Vom Fischerdorf nach Sexy Kröllwitz

8. April 2018 | Rezensionen | 3 Kommentare

Kröllwitz ist einer der ältesten und zugleich schönsten Stadtteile von Halle. Das Doppelheft (Heft 35/36) der Reihe „Mitteldeutsche kulturhistorische Hefte“ des Hasenverlags widmet sich ausschließlich Kröllwitz, das durch die Saale von der Stadt getrennt ist.

Die in Kröllwitz lebende Autorin Heidi Ritter, die schon für andere Hefte dieser Reihe verantwortlich war, beleuchtet in zehn Kapiteln die Geschichte und die unterschiedlichen Facetten des Stadtteils. Die Ufer der Saale gegenüber der Burg Giebichenstein sind schon früh besiedelt worden. Die Ersten, die sich um 400 vor Christus hier niederließen, waren germanische Stämme. Später gelangten Sorben an die Saale und gründeten eine erste Siedlung. Als „Crolewitz“ wurde sie 1291 erstmals urkundlich erwähnt. Über Jahrhunderte hinweg war die Geschichte von Kröllwitz mit der Burg- und Frühstadt Giebichenstein verbunden. Daher war die Verbindung dieser beiden Orte über die Saale hinweg stets von besonderer Bedeutung – von den frühen Fährverbindungen bis zur heutigen Giebichensteinbrücke.

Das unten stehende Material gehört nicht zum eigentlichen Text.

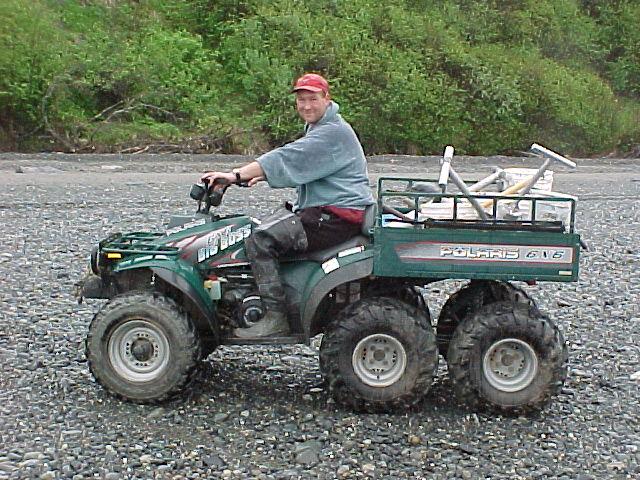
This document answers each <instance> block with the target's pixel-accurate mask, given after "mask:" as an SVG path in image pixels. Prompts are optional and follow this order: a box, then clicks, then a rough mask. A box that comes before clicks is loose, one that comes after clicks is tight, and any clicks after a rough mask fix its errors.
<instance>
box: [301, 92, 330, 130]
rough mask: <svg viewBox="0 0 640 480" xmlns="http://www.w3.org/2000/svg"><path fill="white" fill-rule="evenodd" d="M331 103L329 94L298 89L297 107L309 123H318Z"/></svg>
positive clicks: (305, 120)
mask: <svg viewBox="0 0 640 480" xmlns="http://www.w3.org/2000/svg"><path fill="white" fill-rule="evenodd" d="M330 103H331V99H330V98H329V94H325V93H324V92H310V91H309V90H298V91H297V92H296V108H297V109H298V115H300V118H302V120H304V121H305V122H307V123H316V122H317V121H318V120H320V119H321V118H322V116H323V115H324V112H326V111H327V107H328V106H329V104H330Z"/></svg>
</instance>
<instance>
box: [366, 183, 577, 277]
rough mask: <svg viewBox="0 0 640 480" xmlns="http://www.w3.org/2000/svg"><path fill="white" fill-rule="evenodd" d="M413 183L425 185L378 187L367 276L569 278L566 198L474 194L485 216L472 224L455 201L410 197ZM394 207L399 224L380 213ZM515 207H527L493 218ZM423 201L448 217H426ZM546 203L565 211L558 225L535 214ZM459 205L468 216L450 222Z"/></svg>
mask: <svg viewBox="0 0 640 480" xmlns="http://www.w3.org/2000/svg"><path fill="white" fill-rule="evenodd" d="M416 181H427V182H433V180H408V179H398V178H381V179H380V181H379V184H378V192H379V193H378V212H379V213H378V216H377V218H376V223H375V226H374V229H373V234H374V238H375V241H374V245H375V247H374V272H373V273H374V274H375V275H378V276H385V277H416V278H429V279H439V278H443V279H444V278H459V279H493V280H522V281H535V280H541V281H556V282H569V281H575V280H577V278H578V265H579V252H580V236H579V235H578V234H576V233H574V231H573V227H574V218H575V201H574V200H572V199H567V198H547V197H536V196H527V197H518V196H508V197H505V196H499V195H487V194H476V195H474V197H475V198H477V199H478V201H479V202H481V203H485V204H486V205H487V209H486V212H487V213H488V215H489V216H490V218H489V219H487V220H480V219H479V218H477V219H473V218H472V217H473V212H472V211H471V212H470V210H471V209H470V206H469V202H468V201H465V197H464V196H463V195H451V194H439V193H420V192H415V191H412V183H413V182H416ZM398 201H401V203H402V204H403V205H404V206H402V207H396V206H394V207H393V209H395V210H396V211H397V212H400V213H402V214H403V217H402V218H399V217H398V216H397V215H395V216H394V215H392V214H391V215H390V214H389V213H388V212H389V208H388V207H389V205H390V204H391V203H393V202H395V204H397V203H398ZM518 201H520V202H521V204H522V205H523V207H524V206H526V207H527V209H528V210H526V212H524V213H525V214H524V215H521V217H520V218H516V217H514V216H511V217H509V215H506V216H505V217H506V218H507V219H505V218H500V212H501V211H504V208H503V206H505V205H508V206H510V207H513V206H514V205H515V204H516V202H518ZM430 202H435V203H434V204H433V205H434V206H435V207H439V206H441V205H443V206H444V205H448V204H450V205H451V206H452V208H451V215H450V216H449V217H446V216H445V218H442V216H441V217H440V218H429V217H428V215H426V214H424V212H426V211H428V208H429V207H426V206H427V205H430ZM447 202H448V203H447ZM465 202H466V205H464V204H465ZM550 202H551V204H552V205H555V203H553V202H556V203H557V204H558V205H560V204H562V205H563V206H565V207H566V208H565V210H566V218H564V219H563V220H564V221H562V220H546V219H541V218H540V217H541V215H538V214H537V213H536V212H541V211H542V210H543V208H542V207H543V206H544V205H549V204H550ZM543 203H544V205H543ZM463 205H464V206H465V207H466V210H467V211H466V215H467V217H468V218H458V211H459V208H461V207H462V206H463ZM411 206H412V207H413V208H411ZM459 206H460V207H459ZM385 207H386V208H385ZM435 210H438V209H435ZM523 210H524V208H523ZM385 212H387V213H385ZM469 217H471V218H469Z"/></svg>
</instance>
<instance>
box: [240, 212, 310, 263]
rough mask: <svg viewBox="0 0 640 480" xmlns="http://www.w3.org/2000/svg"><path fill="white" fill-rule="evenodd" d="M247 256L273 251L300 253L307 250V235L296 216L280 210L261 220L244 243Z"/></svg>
mask: <svg viewBox="0 0 640 480" xmlns="http://www.w3.org/2000/svg"><path fill="white" fill-rule="evenodd" d="M245 245H246V249H247V256H249V258H251V256H252V255H255V254H260V253H266V252H268V251H273V250H275V251H276V252H278V253H285V252H288V251H294V252H301V251H304V250H305V249H306V248H307V235H306V233H305V231H304V228H303V226H302V222H301V221H300V218H298V216H297V215H295V214H293V213H291V212H289V211H287V210H284V209H281V210H278V211H276V212H274V213H273V214H271V215H270V216H268V217H266V218H265V219H263V220H262V223H261V224H260V225H258V226H256V227H255V228H254V229H253V231H252V232H251V235H250V236H249V238H247V240H246V242H245Z"/></svg>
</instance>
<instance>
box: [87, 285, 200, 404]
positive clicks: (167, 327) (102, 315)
mask: <svg viewBox="0 0 640 480" xmlns="http://www.w3.org/2000/svg"><path fill="white" fill-rule="evenodd" d="M86 356H87V360H88V363H89V369H90V370H91V373H92V374H93V376H94V377H95V379H96V380H97V381H98V383H100V384H101V385H102V386H103V387H104V388H105V389H106V390H107V391H109V392H111V393H113V394H115V395H116V396H119V397H121V398H124V399H125V400H131V401H134V402H140V403H151V402H158V401H162V400H166V399H168V398H170V397H171V396H173V395H174V394H176V393H178V392H179V391H180V390H181V389H182V388H183V387H184V386H185V385H186V384H187V383H188V381H189V380H190V378H191V374H192V372H193V371H194V369H195V367H196V365H197V362H198V359H199V358H200V344H199V342H198V338H197V336H196V334H195V331H194V328H193V326H192V324H191V322H190V321H189V318H188V317H187V315H186V314H185V313H183V312H182V311H181V310H180V309H179V308H178V306H177V305H176V304H175V302H174V301H173V300H171V299H169V298H167V297H163V296H162V295H158V294H153V293H142V292H140V293H128V294H125V295H120V296H117V297H114V298H113V299H111V300H110V301H108V302H107V303H106V304H105V305H104V306H103V307H102V308H101V309H100V311H99V312H98V313H97V314H96V316H95V317H94V318H93V321H92V322H91V325H90V326H89V334H88V336H87V340H86Z"/></svg>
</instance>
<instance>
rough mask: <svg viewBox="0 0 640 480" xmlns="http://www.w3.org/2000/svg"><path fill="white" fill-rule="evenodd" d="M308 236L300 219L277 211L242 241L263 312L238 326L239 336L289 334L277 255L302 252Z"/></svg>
mask: <svg viewBox="0 0 640 480" xmlns="http://www.w3.org/2000/svg"><path fill="white" fill-rule="evenodd" d="M306 247H307V237H306V234H305V232H304V228H303V227H302V224H301V222H300V219H299V218H298V217H297V216H296V215H294V214H293V213H291V212H289V211H286V210H280V211H278V212H275V213H274V214H273V215H271V216H269V217H267V218H266V219H264V220H263V221H262V223H261V224H260V225H259V226H258V227H256V228H255V229H254V230H253V232H252V233H251V236H249V238H247V239H246V240H245V251H246V254H247V258H248V259H249V260H250V262H251V271H252V272H253V278H254V280H255V282H256V285H257V287H258V292H259V293H260V299H261V300H262V306H263V307H264V310H265V312H266V313H265V315H264V317H262V318H261V319H260V320H259V321H258V322H256V323H255V324H254V325H252V326H251V327H248V328H237V329H235V331H234V334H235V335H236V336H237V337H239V338H260V337H268V336H274V335H286V334H287V333H289V322H288V321H287V314H286V308H287V307H286V305H287V298H286V296H285V292H284V287H283V286H282V282H281V280H280V272H279V271H278V257H279V256H280V254H281V253H283V252H287V251H291V250H293V251H303V250H304V249H305V248H306Z"/></svg>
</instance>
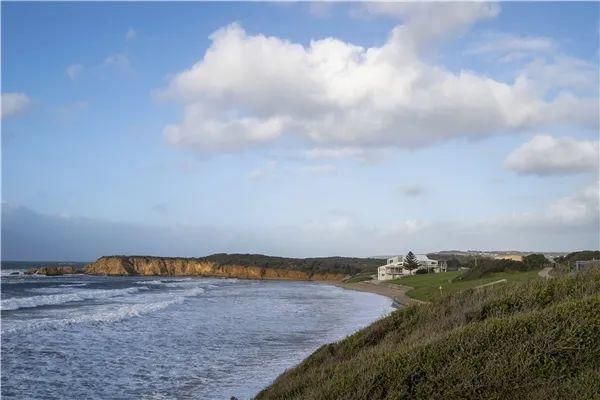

In einem Kapitel widmet sich Ritter ausführlich der Kröllwitzer Papierfabrik, von der heute nur noch Rudimente am Trothaer Wehr stehen, in denen nun Eigentumswohnungen entstehen. Anhand von historischen Abbildungen gewinnt der Leser einen Eindruck von der ehemaligen Größe und Ausdehnung der Papierfabrik. Interessant in diesem Zusammenhang, dass sich in den 1920er Jahren Widerstand gegen die Luftverpestung durch das Sulfatverfahren regte – gewissermaßen eine frühe Bürgerinitiative.

Darüber hinaus erzählt die Autorin von den Kröllwitzer Fischern, Schäfern, Pferde- und Geflügelzüchtern oder von den Studenten, die den abgeschiedenen Ort für sich entdeckten. Aber auch die Hallenser zog es nach Kröllwitz, schließlich gab es hier zahlreiche Ausflugslokale, wie die „Bergschenke“ oder den „Krug zum grünen Kranze“. Auch Künstler wie Albert Ebert, Martin Möhwald oder Moritz Götze fühlten (und fühlen) sich von Kröllwitz immer wieder angezogen. Äußerst interessant auch die „Spurensuche“ nach den Resten der ehemaligen Thingstätte auf den Brandbergen. Die Geschichte der Petruskirche, der Kröllwitzer Schule oder der ehemaligen Pädagogischen Hochschule werden ebenfalls anschaulich erzählt.

Am 1. April 1900 wurde Kröllwitz schließlich eingemeindet und das Dorf wurde zur Stadt, was natürlich Handel und Handwerk wachsen ließ. All das machte Kröllwitz zu einem besonderen Ort – eben „Sexy Kröllwitz“. Eine unterhaltsame, informative und reich illustrierte Stadtteilgeschichte.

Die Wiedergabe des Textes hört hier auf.